The Rise of Fully Managed Space
There is a pronounced shift towards fully fitted and managed workspaces across a far broader range of occupier sizes. Many businesses want to avoid the heavy capital expenditure of fitting out their own space and prefer plug-and-play solutions that let them focus purely on their core operations. As a result, institutional landlords are increasingly being forced to adopt an operational model simply to compete.
Office Space as a Hospitality Business
That model is, in effect, a hospitality business.
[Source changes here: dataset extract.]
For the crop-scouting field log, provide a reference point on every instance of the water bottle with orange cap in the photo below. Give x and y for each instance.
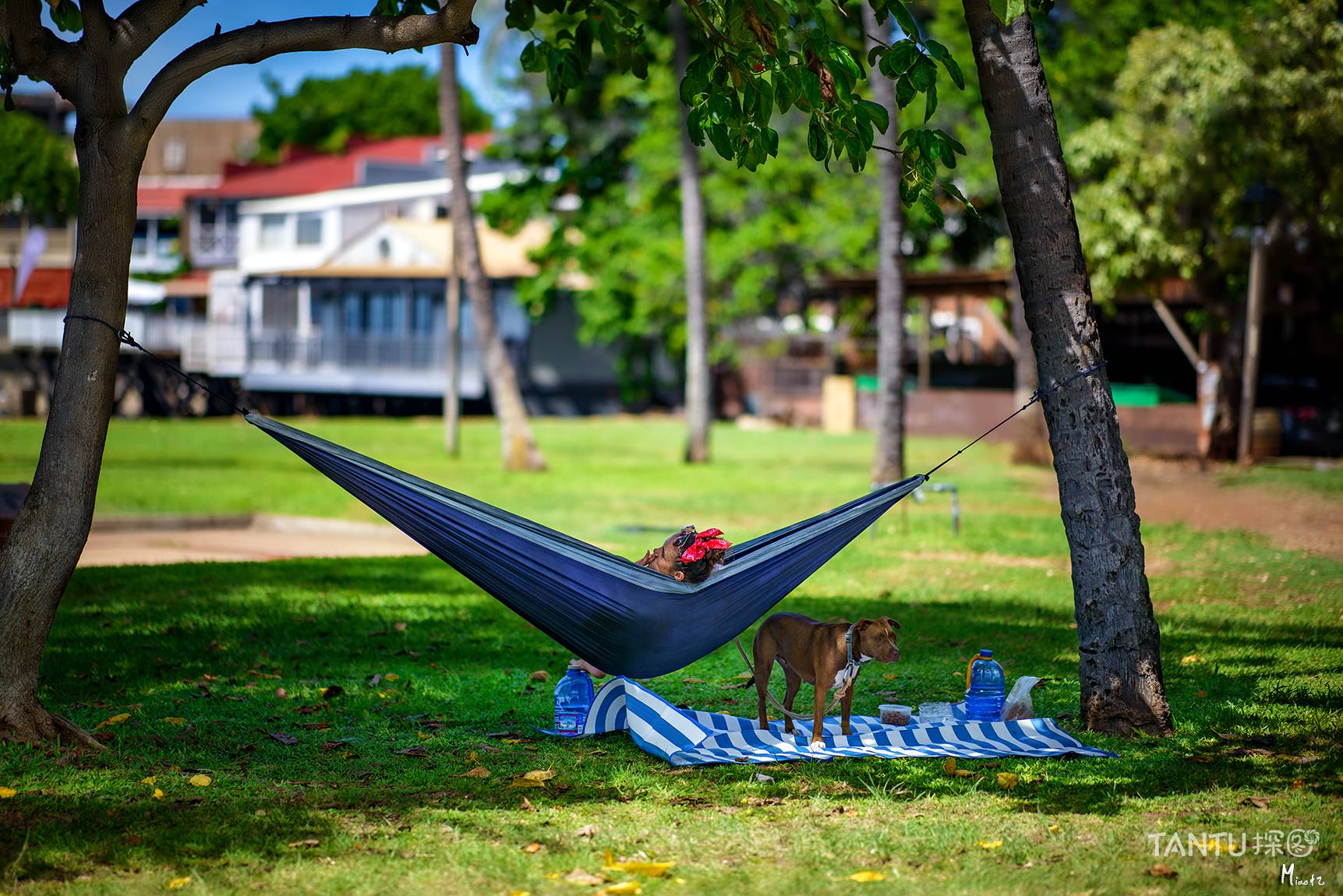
(984, 688)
The tenant experience now turns on the quality of front-of-house staff, community managers and on-site amenities - dedicated baristas, curated community events - and high-quality customer service has become one of the most effective levers for tenant retention.
Connectivity as a Dealbreaker
Connectivity sits alongside service as a genuine dealbreaker: both fibre internet and seamless 5G coverage are now critical requirements, and dead zones such as dropped calls in lifts or weak signal from surrounding construction can directly influence leasing decisions at C-suite level.
ESG as a Baseline, Not a Differentiator
ESG has largely moved from differentiator to baseline. Sustainability features such as fully electric buildings are increasingly demanded, but credentials are now expected rather than rewarded. Priorities still vary by sector - some heavy financial and trading occupiers continue to prioritise power resilience and operational uptime over pure environmental performance.
Biggest Opportunity: Driving Yield and Retention Through Community and Flexibility
The strongest opportunity lies in driving yield and retention through community and flexibility. By embracing the fully managed, amenity-rich model, landlords can reduce void periods and, in the right buildings, command rental premiums. Those who invest in creating genuine stickiness - shared terraces, in-house events, and consistently excellent service - are seeing retention improve, because tenants are reluctant to leave an environment that caters so thoroughly to their needs. The prize is a building that competes on experience rather than price alone, and an occupier base that stays.
Biggest Challenge: Scaling the Operational Burden and Securing Talent
The principal obstacle is scaling the operational burden and securing the right talent. As buildings demand more intensive, high-touch management, traditional landlords and asset managers often lack the internal resources, time and specialist skill sets to deliver hospitality at this level. Making the transition means hiring non-property professionals - hospitality, concierge and technical operations experts - which represents both a significant cultural shift and a real financial commitment for traditional real estate firms. Compounding this, conventional valuation models struggle to price the revenue generated by short-term, flexible leases against the certainty of traditional long-term contracts, leaving owners to manage a more operational business with tools built for a simpler one.
CREAM UK took place on 23 June 2026 at Fulham Pier, London.